• Les faits. Selon la reconstitution de Reuters, les autorités biélorusses ont forcé un avion de la compagnie aérienne Ryanair qui effectuait la liaison Athènes-Vilnius à dévier sa trajectoire et à atterrir à Minsk, la capitale du pays. Le plan de vol détaillé est ici.

L’objectif de cette opération ? Capturer Roman Protosevich, un opposant de premier plan du régime de Loukachenko, résidant en Lituanie. Journaliste et visage connu de Nexta TV, l’un des principaux réseaux de télévision de l’opposition au régime de Loukachenko, ayant joué un rôle important dans la mobilisation qui depuis le mois d’août 2020 a secoué le pays. Le créateur de Nexta, Stepan Putilo, ainsi que Prosevich ont été inscrits dans la liste des individus impliqués dans une organisation terroriste en décembre 2020. Le pouvoir Bélarusse avait ensuite demandé à la Pologne l’extradition des deux membres de l’opposition. Varsovie n’avait pas donné suite.

Si ne nombreuses zones d’ombres persistent, selon l’agence de presse officielle bélarussienne Belta, le président Alexandre Loukachenko est directement à l’origine du détournement et a donné l’ordre à un avion de chasse MiG-29 d’intercepter le vol FR4978 effectué par un Boeing 737 Ryanair, sous prétexte qu’il y avait des explosifs à bord.

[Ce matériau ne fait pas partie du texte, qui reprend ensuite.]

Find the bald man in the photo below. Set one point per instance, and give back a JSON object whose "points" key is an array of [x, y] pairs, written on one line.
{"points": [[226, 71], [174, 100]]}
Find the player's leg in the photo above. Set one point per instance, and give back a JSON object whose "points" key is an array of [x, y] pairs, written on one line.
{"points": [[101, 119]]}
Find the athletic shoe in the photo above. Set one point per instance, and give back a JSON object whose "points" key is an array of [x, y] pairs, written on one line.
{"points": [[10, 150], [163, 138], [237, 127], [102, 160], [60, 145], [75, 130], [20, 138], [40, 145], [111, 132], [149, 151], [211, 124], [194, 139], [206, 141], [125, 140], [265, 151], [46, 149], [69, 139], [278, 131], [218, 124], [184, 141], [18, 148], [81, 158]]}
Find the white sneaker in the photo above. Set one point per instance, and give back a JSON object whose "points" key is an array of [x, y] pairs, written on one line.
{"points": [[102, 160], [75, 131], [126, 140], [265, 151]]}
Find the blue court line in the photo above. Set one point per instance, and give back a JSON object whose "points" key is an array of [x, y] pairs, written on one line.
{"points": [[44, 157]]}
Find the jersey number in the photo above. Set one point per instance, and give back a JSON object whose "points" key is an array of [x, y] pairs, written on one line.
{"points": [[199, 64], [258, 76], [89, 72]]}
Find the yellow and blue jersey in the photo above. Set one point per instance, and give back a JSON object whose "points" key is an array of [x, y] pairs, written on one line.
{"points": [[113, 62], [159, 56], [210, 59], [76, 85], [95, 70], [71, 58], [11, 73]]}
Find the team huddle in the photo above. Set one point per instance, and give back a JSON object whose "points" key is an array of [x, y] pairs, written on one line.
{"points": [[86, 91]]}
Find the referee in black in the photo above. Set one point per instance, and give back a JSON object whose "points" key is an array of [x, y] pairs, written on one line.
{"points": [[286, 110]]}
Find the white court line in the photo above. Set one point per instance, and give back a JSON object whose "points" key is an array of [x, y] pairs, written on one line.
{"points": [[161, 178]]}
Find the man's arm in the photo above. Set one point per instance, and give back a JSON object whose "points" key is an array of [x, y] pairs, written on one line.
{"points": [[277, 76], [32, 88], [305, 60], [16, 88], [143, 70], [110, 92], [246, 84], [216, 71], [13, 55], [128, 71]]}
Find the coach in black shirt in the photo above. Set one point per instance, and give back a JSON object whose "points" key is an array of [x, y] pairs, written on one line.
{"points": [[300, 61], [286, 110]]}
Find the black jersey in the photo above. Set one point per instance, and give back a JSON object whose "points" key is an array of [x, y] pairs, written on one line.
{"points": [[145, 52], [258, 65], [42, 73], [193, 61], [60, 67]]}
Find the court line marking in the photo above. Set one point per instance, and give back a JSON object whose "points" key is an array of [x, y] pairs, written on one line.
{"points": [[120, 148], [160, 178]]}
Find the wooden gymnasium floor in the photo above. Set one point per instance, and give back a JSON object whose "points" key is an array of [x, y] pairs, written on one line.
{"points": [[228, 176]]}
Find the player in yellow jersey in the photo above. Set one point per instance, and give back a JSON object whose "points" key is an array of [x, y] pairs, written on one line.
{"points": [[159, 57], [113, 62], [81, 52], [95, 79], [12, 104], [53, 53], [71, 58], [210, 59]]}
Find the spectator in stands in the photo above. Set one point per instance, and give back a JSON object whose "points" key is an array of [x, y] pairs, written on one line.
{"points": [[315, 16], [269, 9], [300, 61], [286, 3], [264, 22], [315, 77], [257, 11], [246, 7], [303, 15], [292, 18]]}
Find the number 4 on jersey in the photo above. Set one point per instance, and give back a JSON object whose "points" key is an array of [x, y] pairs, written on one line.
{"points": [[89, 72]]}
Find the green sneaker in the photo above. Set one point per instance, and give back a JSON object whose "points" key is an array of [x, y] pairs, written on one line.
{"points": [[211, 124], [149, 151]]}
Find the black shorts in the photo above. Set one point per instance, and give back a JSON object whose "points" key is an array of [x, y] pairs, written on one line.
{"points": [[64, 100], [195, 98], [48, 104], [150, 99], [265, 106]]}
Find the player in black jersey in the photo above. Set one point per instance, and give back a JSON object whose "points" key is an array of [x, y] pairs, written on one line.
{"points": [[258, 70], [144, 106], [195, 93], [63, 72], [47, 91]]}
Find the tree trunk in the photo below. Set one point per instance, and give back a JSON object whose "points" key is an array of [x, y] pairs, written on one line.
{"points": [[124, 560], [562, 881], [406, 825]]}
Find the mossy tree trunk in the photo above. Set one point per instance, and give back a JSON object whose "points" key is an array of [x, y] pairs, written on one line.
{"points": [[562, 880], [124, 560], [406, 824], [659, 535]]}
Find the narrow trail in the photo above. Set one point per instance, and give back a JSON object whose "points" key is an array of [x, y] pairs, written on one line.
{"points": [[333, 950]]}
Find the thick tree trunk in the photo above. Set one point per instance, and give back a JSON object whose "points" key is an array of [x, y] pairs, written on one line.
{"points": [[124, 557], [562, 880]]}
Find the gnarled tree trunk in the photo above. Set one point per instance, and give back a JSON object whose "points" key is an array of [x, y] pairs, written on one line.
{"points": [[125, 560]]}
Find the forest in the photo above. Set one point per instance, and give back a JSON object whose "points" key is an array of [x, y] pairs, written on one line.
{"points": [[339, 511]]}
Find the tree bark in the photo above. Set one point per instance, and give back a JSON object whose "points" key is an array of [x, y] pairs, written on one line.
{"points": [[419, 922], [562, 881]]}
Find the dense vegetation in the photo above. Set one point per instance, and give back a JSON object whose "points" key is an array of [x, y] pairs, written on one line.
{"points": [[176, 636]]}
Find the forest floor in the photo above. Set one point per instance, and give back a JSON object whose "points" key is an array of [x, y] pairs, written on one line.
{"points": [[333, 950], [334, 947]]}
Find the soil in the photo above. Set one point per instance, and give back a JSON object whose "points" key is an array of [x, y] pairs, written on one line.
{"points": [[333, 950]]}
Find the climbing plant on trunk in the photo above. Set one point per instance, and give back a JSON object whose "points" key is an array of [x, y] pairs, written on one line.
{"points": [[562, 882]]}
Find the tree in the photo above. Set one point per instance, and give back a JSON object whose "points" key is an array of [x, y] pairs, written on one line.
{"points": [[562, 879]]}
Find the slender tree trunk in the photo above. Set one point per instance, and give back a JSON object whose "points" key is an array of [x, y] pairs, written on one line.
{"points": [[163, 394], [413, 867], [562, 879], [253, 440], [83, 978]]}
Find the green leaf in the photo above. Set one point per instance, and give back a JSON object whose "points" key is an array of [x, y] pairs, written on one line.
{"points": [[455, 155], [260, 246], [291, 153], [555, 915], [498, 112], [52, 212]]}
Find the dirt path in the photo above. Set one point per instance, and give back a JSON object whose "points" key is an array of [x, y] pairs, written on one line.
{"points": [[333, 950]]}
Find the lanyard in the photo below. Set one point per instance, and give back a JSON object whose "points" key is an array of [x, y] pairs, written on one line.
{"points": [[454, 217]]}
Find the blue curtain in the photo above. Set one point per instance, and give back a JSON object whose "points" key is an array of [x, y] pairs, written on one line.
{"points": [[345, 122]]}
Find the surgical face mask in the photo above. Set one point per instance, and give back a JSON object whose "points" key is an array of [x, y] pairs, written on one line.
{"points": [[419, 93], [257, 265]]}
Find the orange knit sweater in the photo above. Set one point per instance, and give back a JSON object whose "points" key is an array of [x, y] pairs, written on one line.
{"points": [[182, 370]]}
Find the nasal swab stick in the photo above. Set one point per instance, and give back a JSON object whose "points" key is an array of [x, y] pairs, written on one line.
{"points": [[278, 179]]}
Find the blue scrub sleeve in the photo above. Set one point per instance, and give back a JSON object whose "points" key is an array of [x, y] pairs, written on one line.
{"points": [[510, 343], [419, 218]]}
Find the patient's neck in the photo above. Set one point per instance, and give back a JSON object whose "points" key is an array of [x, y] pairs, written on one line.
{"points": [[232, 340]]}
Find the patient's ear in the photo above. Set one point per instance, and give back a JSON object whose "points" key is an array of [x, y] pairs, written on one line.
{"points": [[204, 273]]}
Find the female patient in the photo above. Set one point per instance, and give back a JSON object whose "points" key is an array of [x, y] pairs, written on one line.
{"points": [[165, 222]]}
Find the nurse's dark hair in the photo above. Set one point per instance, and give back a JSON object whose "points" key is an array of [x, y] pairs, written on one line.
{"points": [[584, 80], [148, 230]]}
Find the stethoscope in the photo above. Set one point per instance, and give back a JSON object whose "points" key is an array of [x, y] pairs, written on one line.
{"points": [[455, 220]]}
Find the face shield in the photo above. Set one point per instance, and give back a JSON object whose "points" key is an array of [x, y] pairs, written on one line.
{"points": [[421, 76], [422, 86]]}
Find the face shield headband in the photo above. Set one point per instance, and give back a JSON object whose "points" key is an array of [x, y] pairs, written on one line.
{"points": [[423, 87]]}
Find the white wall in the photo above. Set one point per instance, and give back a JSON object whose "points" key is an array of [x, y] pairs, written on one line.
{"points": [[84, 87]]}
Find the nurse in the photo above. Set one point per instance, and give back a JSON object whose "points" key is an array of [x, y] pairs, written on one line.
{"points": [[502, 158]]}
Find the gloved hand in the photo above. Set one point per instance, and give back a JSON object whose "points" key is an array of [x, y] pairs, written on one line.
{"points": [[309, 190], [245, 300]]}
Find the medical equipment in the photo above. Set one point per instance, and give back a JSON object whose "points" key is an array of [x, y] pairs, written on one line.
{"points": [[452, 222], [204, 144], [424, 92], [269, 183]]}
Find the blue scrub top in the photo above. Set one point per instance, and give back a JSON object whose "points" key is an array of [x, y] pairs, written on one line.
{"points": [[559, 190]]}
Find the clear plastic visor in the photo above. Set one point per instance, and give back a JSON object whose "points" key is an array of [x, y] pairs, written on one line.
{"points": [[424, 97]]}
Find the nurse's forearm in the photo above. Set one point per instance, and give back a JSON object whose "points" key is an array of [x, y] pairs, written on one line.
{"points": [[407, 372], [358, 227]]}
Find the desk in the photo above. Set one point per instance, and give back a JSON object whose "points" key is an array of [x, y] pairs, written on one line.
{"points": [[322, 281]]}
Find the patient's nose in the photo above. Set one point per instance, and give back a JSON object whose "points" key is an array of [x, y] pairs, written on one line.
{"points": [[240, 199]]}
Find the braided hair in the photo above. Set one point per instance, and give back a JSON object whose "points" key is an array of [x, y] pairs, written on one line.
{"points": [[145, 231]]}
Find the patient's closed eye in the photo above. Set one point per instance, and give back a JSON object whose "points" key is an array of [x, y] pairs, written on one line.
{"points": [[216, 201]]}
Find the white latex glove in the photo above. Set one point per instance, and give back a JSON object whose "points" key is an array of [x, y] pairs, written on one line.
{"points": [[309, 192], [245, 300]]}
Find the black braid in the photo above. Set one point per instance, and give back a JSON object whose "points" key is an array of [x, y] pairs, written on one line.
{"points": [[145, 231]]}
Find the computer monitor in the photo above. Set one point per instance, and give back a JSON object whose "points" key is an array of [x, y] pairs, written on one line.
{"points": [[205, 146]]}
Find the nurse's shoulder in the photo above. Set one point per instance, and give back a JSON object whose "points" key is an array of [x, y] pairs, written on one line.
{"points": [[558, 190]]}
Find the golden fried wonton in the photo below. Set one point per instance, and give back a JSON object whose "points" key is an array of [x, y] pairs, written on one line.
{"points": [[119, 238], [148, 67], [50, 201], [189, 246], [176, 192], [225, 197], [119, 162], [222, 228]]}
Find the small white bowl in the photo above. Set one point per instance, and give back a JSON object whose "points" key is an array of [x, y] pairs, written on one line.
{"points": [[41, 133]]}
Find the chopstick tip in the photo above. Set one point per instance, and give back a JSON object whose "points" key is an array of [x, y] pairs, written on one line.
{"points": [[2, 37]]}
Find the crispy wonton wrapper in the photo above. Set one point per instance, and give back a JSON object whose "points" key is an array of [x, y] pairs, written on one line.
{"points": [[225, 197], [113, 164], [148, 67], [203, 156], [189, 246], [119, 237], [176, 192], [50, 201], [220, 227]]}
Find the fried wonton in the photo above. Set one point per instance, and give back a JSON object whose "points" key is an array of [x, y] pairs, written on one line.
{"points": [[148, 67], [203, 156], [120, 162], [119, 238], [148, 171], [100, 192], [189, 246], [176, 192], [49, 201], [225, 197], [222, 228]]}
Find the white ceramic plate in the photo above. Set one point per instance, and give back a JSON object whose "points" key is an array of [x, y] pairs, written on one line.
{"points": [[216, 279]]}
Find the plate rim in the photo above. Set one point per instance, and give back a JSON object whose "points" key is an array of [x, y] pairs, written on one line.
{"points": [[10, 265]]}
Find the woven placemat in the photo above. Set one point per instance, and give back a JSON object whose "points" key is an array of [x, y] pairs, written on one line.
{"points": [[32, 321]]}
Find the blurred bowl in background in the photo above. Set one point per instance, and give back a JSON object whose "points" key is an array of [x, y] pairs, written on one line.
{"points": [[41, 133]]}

  • De son côté, Tadeusz Giczan, rédacteur en chef de Nexta TV, a déclaré que « quand l’avion est entré dans l’espace aérien bélarusse, les officiers du KGB ont déclenché une bagarre avec le personnel de Ryanair ». Plusieurs sources semblent confirmer qu’au moins deux citoyens biélorusses et quatre citoyens russes ont fait escale à Minsk en refusant de reprendre le vol jusqu’à Vilnius.
  • Une affaire éminemment géopolitique. La réaction de l’Union a été particulièrement rapide et explicite. La présidente de la Commission, Ursula von der Leyen et le Haut représentant Josep Borrell ont pris position sur twitter quelques heures après que le détournement a été connu.
  • Les leaders des pays baltes, la Pologne et l’Allemagne ont également pris durement position en appelant à une réaction claire. Le ministre allemand des Affaires étrangères, Heiko Maas, a pour sa part déclaré : « Un tel acte ne peut être toléré sans une réaction claire de l’Union européenne ». Le secrétaire général de l’OTAN, Jens Stoltenberg, a quant à lui tweeté : « Il s’agit d’un incident grave et dangereux, qui nécessite une enquête internationale. Les autorités biélorusses doivent assurer le retour en toute sécurité de l’équipage et de tous les passagers à Vilnius. »
  • Est-ce le début d’une confrontation ? 
    • Le calendrier est important : nous sommes à la veille d’un Conseil à Bruxelles qui devait initialement porter sur le Coronavirus, le climat et la Russie. 
    • C’est donc un test pour l’ambition géopolitique souvent affichée par ses leaders européens, avec des résultats concrets pour le moins nuancés. Le porte-parole du Président du Conseil, Charles Michel, vient de déclarer que « la question de l’atterrissage forcé du vol Ryanair à Minsk » sera à l’ordre du jour ainsi que « les conséquences et les éventuelles sanctions ».
    • Selon certains commentateurs comme Bruno Maçães, l’escalade et des mesures sévères comme un embargo commercial côté européen pourraient offrir une occasion à Loukachenko d’annoncer l’état d’urgence et la mise en place d’une union politique avec la Russie de Poutine.
  • Du côté russe, comme le fait remarquer l’analyste du Groupe d’études géopolitiques, Milan Czerny, une rhétorique  « whataboutiste », courante en Russie pour rejeter les accusations occidentales, est déjà déployée  : la branche de Sputnik au Bélarus a mis en avant une comparaison entre ce détournement et l’arrestation de l’avion d’Evo Morales à Vienne en 2013 qui avait pour but de rechercher si Snowden se trouvait dans l’appareil. Sputnik Bélarus a été lancé fin 2014 par le groupe de presse russe Russia Today. Lors de tensions entre le Bélarus et la Russie, la branche de Sputnik à Minsk critiquait ouvertement les décisions du leader Bélarus, signe du contrôle exercé par le Kremlin sur le média. Ainsi, si le rôle et l’implication de la Russie dans l’opération menée par son voisin sont encore incertains, il semble que les médias étatiques russes souhaitent relativiser la portée de l’arrestation.